La legislazione sul “Made in” che piace soltanto agli italiani
PER LE ALTRE NAZIONI EUROPEE SI TRATTEREBBE DI UN INTERVENTO COSTOSO E DI OSTACOLO AI RAPPORTI ECONOMICI CON I PAESI EXTRA-CEdi Laura Carola Beretta, docente di international and customs law alla Bocconi
La vicenda italiana relativa alla disciplina giuridica dell’indicazione made in Italy vede ancora una volta contrapporsi, da un lato, alcuni settori produttivi schierati, in nome della tutela del consumatore, a favore dell’obbligatorietà dell’indicazione di origine estera sui prodotti ottenuti con fasi di lavorazione svolte all’estero, e dall’altro lato, quei settori industriali, tra cui quello dell’occhialeria, che, avendo già operato scelte di delocalizzazione, vi si oppongono. Colpisce, innanzitutto, come il contrasto per eccellenza che caratterizza questa ennesima battaglia riguardi l’obbligatorietà e che non sia ancora dato per acquisito che l’obbligo di indicazione del paese di origine può essere stabilito solo da una norma comunitaria. Una previsione italiana in tal senso, infatti, come giustamente richiamato in vari articoli del Sole-24 Ore, costituisce un ostacolo al commercio intracomunitario in violazione della normativa Ce; e comporta, come già sta avvenendo, una perdita economica per il settore logistico italiano, nella misura in cui incentiva le aziende che devono importare a sdoganare in altri paesi Ce, trasportando poi in Italia, per evitare di essere penalizzate dall’applicazione della normativa italiana.
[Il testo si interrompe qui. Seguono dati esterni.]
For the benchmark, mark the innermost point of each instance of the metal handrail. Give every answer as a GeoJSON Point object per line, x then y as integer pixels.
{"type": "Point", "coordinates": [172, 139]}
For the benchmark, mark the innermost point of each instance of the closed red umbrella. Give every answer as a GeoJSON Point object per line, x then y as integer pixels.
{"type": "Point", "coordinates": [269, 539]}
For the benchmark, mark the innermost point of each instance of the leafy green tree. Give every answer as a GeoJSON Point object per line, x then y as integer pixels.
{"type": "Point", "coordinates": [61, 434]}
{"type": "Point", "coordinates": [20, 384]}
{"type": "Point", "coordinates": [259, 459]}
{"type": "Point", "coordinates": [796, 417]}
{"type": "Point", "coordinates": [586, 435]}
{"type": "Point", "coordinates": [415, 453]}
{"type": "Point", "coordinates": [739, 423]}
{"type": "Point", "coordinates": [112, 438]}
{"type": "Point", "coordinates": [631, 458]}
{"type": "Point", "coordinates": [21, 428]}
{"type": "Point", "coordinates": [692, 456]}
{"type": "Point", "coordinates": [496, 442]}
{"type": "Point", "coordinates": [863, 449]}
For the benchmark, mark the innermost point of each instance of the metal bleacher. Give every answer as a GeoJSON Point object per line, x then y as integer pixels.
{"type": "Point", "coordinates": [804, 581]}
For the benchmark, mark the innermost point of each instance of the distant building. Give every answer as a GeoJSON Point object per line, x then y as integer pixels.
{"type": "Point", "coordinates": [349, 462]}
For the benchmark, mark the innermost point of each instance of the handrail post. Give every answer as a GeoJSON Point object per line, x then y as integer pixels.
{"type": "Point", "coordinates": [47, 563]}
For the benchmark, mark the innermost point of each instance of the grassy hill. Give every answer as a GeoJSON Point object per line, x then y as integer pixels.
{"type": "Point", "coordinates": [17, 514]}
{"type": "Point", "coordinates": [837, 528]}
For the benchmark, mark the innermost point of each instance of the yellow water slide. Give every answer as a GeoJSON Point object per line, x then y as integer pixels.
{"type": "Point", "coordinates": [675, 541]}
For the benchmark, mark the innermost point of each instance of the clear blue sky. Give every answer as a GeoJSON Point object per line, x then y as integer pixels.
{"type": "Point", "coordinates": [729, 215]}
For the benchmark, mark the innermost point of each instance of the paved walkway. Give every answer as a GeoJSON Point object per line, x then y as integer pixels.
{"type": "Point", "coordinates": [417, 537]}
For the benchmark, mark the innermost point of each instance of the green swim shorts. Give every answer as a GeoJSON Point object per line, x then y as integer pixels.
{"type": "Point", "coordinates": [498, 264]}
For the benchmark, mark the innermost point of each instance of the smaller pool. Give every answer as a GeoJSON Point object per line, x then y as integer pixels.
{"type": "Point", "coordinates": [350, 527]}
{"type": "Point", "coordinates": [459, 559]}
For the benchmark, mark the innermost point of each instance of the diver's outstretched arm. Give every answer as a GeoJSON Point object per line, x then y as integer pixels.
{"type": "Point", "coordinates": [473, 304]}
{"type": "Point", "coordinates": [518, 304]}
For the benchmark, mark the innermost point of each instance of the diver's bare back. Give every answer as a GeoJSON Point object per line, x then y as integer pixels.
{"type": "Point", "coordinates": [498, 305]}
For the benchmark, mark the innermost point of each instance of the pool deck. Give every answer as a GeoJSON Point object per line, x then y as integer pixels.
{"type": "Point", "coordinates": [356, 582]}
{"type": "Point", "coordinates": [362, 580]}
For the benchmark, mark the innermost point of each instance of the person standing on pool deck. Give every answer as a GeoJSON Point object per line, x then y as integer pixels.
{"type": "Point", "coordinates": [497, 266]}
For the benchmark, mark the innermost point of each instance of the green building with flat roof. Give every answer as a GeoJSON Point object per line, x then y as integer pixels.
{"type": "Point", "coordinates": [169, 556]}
Purtroppo, l’interesse in un regolamento europeo sull’indicazione di origine è squisitamente italiano. Molti stati membri della Comunità si oppongono all’entrata in vigore di un regolamento comunitario relativo all’obbligatorietà dell’indicazione di origine dei prodotti importati, considerata come un costo e un ostacolo al commercio tra Comunità e stati terzi. A nulla è servito restringere l’obbligo a tessili, abbigliamento, calzature, articoli di pelletteria, gioielli e mobili; né far presente che la legislazione commerciale dei principali attori del commercio internazionale prevede tale obbligo che anche i prodotti esportati dalla Comunità europea devono rispettare: la proposta di regolamento comunitario relativo all’obbligatorietà dell’indicazione d’origine non sembra avere, al momento, prospettive di evoluzione.